2022-01-30 German has no ligatures, sometimes

My wife is telling me about politics because we have upcoming elections here in Switzerland. The anti-vaxxers are being used by the far right to sabotage the media support law

In German, we smash words together, like Dorf (village) Jugend (youth) = Dorfjugend (the young people in the village). Software then adds the fj ligature:

Dorfjugend with fj ligature

I had never thought about this before, but in this context the ligature between f and j is a bit weird. It’s not Dor + fjugend. This ligature only makes sense for words like Fjord (the village fjord: Dorffjord), in my mind. I wonder where this comes from: is this a font issue? Should my authoring environment allow me to pick this? Should the environment use a dictionary? 🤔

As it turns out, after a bit of back and forth on Mastodon, this is correct.

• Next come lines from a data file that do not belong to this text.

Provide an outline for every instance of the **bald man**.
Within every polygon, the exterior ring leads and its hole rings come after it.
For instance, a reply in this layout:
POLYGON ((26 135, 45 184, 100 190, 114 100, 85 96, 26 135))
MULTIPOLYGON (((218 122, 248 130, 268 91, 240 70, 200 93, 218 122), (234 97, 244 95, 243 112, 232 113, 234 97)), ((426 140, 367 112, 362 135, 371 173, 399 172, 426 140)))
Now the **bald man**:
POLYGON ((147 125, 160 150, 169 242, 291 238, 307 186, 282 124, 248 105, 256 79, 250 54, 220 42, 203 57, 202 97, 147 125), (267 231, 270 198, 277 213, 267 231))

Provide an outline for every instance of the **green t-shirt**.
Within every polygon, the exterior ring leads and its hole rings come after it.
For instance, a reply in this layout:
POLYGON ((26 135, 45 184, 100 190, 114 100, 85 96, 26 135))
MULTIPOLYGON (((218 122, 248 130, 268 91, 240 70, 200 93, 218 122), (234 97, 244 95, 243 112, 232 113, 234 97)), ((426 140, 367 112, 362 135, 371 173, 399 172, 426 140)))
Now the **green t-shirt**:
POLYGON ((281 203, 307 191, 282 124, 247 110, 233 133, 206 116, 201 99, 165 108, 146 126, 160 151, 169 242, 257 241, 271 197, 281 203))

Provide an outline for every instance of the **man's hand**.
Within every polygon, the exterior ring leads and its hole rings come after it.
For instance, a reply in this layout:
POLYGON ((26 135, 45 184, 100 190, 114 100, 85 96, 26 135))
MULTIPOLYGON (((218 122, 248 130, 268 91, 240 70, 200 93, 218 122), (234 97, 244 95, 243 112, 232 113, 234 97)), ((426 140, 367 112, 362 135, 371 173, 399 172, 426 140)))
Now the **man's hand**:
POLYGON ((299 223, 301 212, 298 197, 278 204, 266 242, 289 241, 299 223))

Ligatures crossing the morpheme boundary of a composite word are sometimes considered incorrect, especially in official German orthography – Ligature, on Wikipedia
Wo zwei Bestandteile eines zusammengesetzten Wortes aufeinandertreffen … dürfen [diese] im Deutschen nicht durch Ligaturen verbunden werden. Ähnliches gilt für Beugungsendungen wie -lich, -lisch, -los, -lein, -te, -ten etc., die immer ohne Ligatur angehängt werden. In allen anderen Sprachen gibt es keine solchen Restriktionen. – Ligaturen

Ligature, on Wikipedia

Ligaturen

The solution seems to be to manually (!) insert “U+200C ZERO WIDTH NON-JOINER”. I’m not sure how this interacts with automatic hyphenation. I hope the hyphenation doesn’t get confused by the non-joiner.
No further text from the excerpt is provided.